We often want to take an inventory of the types of data in our database. What is our schema? This is most useful in DEV or TEST databases whose content is created by several users or teams, is often experimental, or has multiple versions. Even in controlled environments like PROD, where the application validates data on ingest so that it obeys the schema, we may observe data with a different structure than expected. It is important for us to compare the actual schema with the intended schema. Additionally, having a picture of the schema helps onboard new users, and it accelerates development of new applications and dynamic UIs.
In this post, we demonstrate how to discover and visualize the actual graph schema directly from the data that resides within an Amazon Neptune database.
Neptune is a managed graph database service supporting two common graph representations: labeled property graph (LPG) and Resource Description Framework (RDF). In each case, we show how to introspect, or reverse engineer, the schema using queries and database statistics. We then use a diagram-as-code tool called PlantUML to visualize that schema. We demonstrate the solution in the Neptune Workbench, a Jupyter notebook, which runs on Amazon SageMaker.
Solution overview
The following diagram demonstrates the approach. As a data architect, you use the notebook instance to first discover the schema in the Neptune database. Then you visualize that schema using a PlantUML notebook plugin.
Prerequisites
To run this example, you need a Neptune cluster and notebook instance. If you don’t have these already in place, you can create them, as long as you have an AWS account with permission to create them.
Running this example incurs charges. For more details, refer to Amazon Neptune Pricing.
Provision resources
Complete the following steps to create your resources:
Create a Neptune cluster and Neptune Workbench notebook instance. If you have an existing cluster and notebook instance, you can use them instead.
Make a local clone of the GitHub repo containing the discovery tool.
Open the notebook instance Jupyter folder view.
Create a folder called discovery_draw.
Upload all files from the notebook/discovery_draw folder of your clone except README.md to the discovery_draw folder in Jupyter.
Discover and visualize an LPG schema
From Jupyter, open the notebook VisualizeModel-LPG.ipynb. Then follow the steps in that notebook.
Set up PlantUML
Install the PlantUML plugin by running the Python installer. Restart the kernel—using the Kernel, Restart menu item—after installing. Then import iplantuml for later use.
Set up the Neptune connection
Set up a connection to Neptune for discovery. Your notebook instance has environment variables already set for the Neptune endpoint host, port, AWS Region, and authentication mode. Pass these as input to lpg_discovery.set_neptune_env().
This function is defined in lpg_discovery.py. It initializes the Neptune data plane SDK client that you use to introspect the Neptune database.
Add sample data
If you have a new Neptune database set up, or if you want to experiment with new types of data in an existing instance, run the %seed steps to add sample airports, fraud, and knowledge graph data to your database. We visualize the airports dataset below. The others are included for variety and can be skipped. You can skip this step if you don’t require this data.
Get a summary
Begin your discovery by calling the Neptune Summary API. Using engine statistics, it reports node labels, edge labels, and properties in your graph.
Discover the schema
With the summary as input, reverse engineer the schema.

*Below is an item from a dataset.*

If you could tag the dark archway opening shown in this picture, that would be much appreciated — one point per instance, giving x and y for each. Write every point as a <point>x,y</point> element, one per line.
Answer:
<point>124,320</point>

In this step, you invoke the discover() function in lpg_discovery.py. That function makes a series of OpenCypher queries against the Neptune database. Its result is a dictionary of classes, each of which has properties and relationships. A class represents a node label. Properties are node properties. Relationships are edges whose source node is nodes having that label; relationships can have properties too. The logic is similar to the discovery logic in the Amazon Neptune utility for GraphQL schemas and resolvers.
The following is an excerpt from the dictionary highlighting the airports dataset:
The excerpt shows a class called airport with properties (under props) such as country, longest, and code. Each property has types and a multival flag indicating whether its properties can have multiple values. The country property, for example, is a string and is not multivalued.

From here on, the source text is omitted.